Un predio en las orillas de un canal. Una parcela con suelo húmedo en las afueras de Pudahuel. Durante décadas, estos espacios fueron ignorados por los planos reguladores o simplemente considerados tierra disponible. Hoy, algunos de ellos tienen protección legal. Y eso, para el mercado inmobiliario, lo cambia todo.

La Ley N° 21.202, promulgada en 2020 y conocida como Ley de Humedales Urbanos, permite al Ministerio del Medio Ambiente y a los municipios declarar zonas protegidas dentro de las ciudades. Pero la norma opera sobre suelos que ya tenían dueño, proyectos aprobados o inversiones en marcha. El resultado es una colisión entre dos lógicas que hasta ahora habían coexistido sin rozarse: la del cemento y la del agua.

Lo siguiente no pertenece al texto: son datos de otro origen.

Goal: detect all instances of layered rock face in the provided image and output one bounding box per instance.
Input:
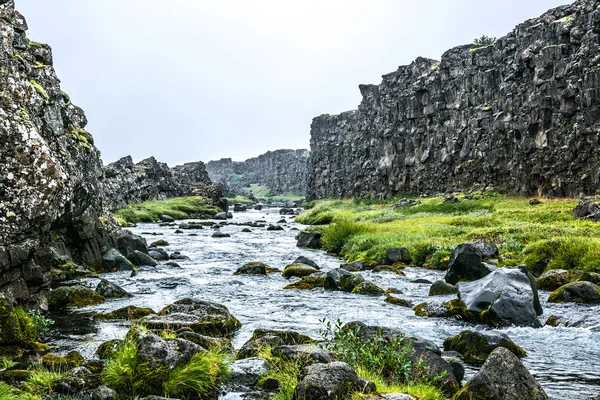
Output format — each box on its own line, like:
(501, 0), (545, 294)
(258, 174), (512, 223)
(103, 156), (223, 211)
(308, 0), (600, 198)
(0, 0), (118, 308)
(206, 150), (309, 194)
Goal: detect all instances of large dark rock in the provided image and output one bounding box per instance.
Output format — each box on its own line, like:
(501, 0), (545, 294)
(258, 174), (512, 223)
(457, 268), (542, 328)
(296, 231), (322, 249)
(453, 347), (548, 400)
(444, 331), (526, 365)
(307, 0), (600, 200)
(444, 243), (496, 285)
(292, 362), (376, 400)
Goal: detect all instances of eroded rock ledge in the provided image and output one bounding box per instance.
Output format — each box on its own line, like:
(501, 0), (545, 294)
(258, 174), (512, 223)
(308, 0), (600, 199)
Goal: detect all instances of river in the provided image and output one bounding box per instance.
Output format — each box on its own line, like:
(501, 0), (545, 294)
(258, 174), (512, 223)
(50, 209), (600, 400)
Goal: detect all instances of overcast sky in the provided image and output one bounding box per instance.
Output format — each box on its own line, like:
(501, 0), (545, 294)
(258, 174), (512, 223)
(15, 0), (568, 166)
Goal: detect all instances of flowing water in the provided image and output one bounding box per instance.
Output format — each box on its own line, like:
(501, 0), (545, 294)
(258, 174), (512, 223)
(51, 209), (600, 400)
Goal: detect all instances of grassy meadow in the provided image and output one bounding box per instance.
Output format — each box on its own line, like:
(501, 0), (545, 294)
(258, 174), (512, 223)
(296, 193), (600, 274)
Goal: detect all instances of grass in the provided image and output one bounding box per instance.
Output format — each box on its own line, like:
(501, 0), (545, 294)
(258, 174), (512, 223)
(114, 196), (221, 224)
(296, 193), (600, 274)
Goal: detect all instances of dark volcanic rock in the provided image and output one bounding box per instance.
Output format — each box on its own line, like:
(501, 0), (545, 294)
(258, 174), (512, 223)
(307, 0), (600, 200)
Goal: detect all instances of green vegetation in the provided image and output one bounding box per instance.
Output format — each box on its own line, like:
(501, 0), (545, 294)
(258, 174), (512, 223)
(102, 327), (229, 399)
(114, 196), (221, 224)
(296, 193), (600, 274)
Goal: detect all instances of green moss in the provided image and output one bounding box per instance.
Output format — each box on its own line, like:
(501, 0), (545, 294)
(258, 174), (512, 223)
(29, 79), (50, 101)
(114, 196), (221, 224)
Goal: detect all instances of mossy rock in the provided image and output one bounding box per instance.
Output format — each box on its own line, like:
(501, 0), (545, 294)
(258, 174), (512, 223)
(284, 272), (327, 290)
(385, 294), (414, 308)
(429, 281), (458, 296)
(42, 351), (85, 372)
(444, 331), (527, 365)
(351, 281), (385, 296)
(50, 286), (106, 310)
(233, 262), (271, 275)
(94, 306), (156, 321)
(281, 264), (319, 279)
(548, 282), (600, 304)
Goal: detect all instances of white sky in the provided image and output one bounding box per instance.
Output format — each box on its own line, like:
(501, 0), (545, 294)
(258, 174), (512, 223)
(15, 0), (568, 166)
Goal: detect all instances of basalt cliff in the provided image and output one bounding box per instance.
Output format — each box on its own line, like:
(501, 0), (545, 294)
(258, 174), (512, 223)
(308, 0), (600, 198)
(0, 0), (119, 308)
(206, 150), (309, 194)
(102, 156), (224, 211)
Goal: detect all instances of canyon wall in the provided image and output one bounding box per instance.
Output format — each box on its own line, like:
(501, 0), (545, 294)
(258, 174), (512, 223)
(0, 0), (119, 309)
(206, 150), (309, 194)
(308, 0), (600, 199)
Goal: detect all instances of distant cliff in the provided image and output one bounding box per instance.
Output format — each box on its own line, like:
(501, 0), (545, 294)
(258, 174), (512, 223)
(308, 0), (600, 198)
(0, 0), (119, 308)
(102, 156), (223, 211)
(206, 150), (309, 194)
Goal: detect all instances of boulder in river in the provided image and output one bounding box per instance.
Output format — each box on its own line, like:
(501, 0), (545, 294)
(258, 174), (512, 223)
(233, 261), (271, 275)
(292, 362), (377, 400)
(142, 298), (242, 337)
(457, 268), (542, 328)
(453, 347), (549, 400)
(444, 243), (496, 285)
(444, 331), (527, 365)
(296, 231), (322, 249)
(548, 281), (600, 304)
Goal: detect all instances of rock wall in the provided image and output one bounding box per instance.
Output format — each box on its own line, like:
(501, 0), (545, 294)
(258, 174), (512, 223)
(308, 0), (600, 198)
(0, 0), (119, 309)
(102, 156), (223, 211)
(206, 150), (309, 194)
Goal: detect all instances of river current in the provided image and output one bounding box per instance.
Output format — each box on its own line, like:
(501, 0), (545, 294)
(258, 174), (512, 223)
(50, 209), (600, 400)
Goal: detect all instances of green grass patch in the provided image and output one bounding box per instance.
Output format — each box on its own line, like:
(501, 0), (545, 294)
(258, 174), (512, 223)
(113, 196), (221, 224)
(296, 193), (600, 274)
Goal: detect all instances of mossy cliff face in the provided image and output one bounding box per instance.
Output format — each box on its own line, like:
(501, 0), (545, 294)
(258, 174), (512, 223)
(206, 150), (309, 194)
(308, 0), (600, 199)
(102, 156), (223, 211)
(0, 0), (116, 308)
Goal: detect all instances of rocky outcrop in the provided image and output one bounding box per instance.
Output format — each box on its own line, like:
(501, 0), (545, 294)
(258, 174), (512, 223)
(102, 156), (223, 211)
(0, 0), (119, 308)
(206, 150), (309, 194)
(308, 0), (600, 199)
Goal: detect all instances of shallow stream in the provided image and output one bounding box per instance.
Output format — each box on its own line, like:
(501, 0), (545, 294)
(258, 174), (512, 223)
(50, 209), (600, 400)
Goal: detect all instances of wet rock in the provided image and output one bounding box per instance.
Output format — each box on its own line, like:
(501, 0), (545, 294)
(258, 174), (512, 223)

Lo que la ley dice, pero lo que realmente hace

Fotografía: codexverde.cl      

Uno de los malentendidos más frecuentes en el debate es que la ley equivale a una prohibición de construir. Gonzalo Cruces Rueda, director de la Seremi de Medio Ambiente de la Región Metropolitana, lo desmiente. Según el director, los humedales declarados deben incorporarse en los instrumentos de planificación territorial como Áreas de Protección de Valor Natural, pero eso no cierra automáticamente la puerta al desarrollo. “Lo que establece es un marco de resguardo ambiental que debe ser considerado en la planificación territorial y en la evaluación ambiental de los proyectos”, aclara.

Esto aclaró que la ley no prohíbe, pero obliga a considerar. Y en un mercado donde los márgenes se calculan con precisión, esa obligación puede ser suficiente para hacer inviable un negocio. Las restricciones de densidad, alturas y usos del suelo que trae consigo la declaración raramente estaban contempladas en los proyectos originales.

Para Eduardo Acuña, cofundador de la Red Nacional de Humedales y presidente de la Fundación Batuco Sustentable, la ley es un avance real pero insuficiente frente a la capacidad de adaptación del sector inmobiliario. “Las inmobiliarias, dentro de su genética promedio, hacen trampa, tratan de torcer la realidad con tal de poder continuar adelante con sus proyectos. Hace diez años no había ley y evidentemente era mucho más fácil para ellos”, afirma.

El otro aspecto débil, según Eduardo, es la fiscalización. Los municipios están desfinanciados y el Ministerio del Medio Ambiente actúa tarde. “Siempre esperan a que esté la denuncia para actuar. Pueden pasar dos o tres meses para que lleguen a terreno. Para entonces, probablemente no quede nada de lo que motivó la denuncia”, advierte.

La Laguna de Batuco ilustra con precisión los límites de la norma. Leandro Moya, director del Comité Editorial del Humedal de Batuco, explica que la ley protege el polígono sobre el espejo de agua, pero deja fuera las zonas de amortiguamiento que lo rodean. “Nos gustaría que se protegiera la zona de amortiguación que está alrededor de la laguna. Actualmente esa zona no se protege porque no cumple con los criterios técnicos de la ley, a pesar de que sí cuenta con vegetación y especies que viven ahí”, señala.

Hoy, Batuco tiene protegidas apenas 274 hectáreas de un ecosistema que podría abarcar más de 1.300. En 2020, la organización presentó una solicitud para declararlo Santuario de la Naturaleza por 600 hectáreas, incluyendo la zona de amortiguamiento y el hábitat del piuén. “Ese documento quedó guardado en algún escritorio y nunca más supimos de él ni tuvimos contacto con ninguna autoridad”, afirma Leandro.

La pregunta que sigue inconclusa es si la ley puede ir más allá de frenar: si puede, además, recuperar. En ciudades como Ámsterdam o Medellín, integrar ecosistemas urbanos en el diseño no fue espontáneo, sino el resultado de marcos normativos que hicieron imposible ignorar la naturaleza. Chile dio ese primer paso en 2020. Queda por ver si las futuras construcciones respetarán los humedales o si la urbanización ganará la batalla.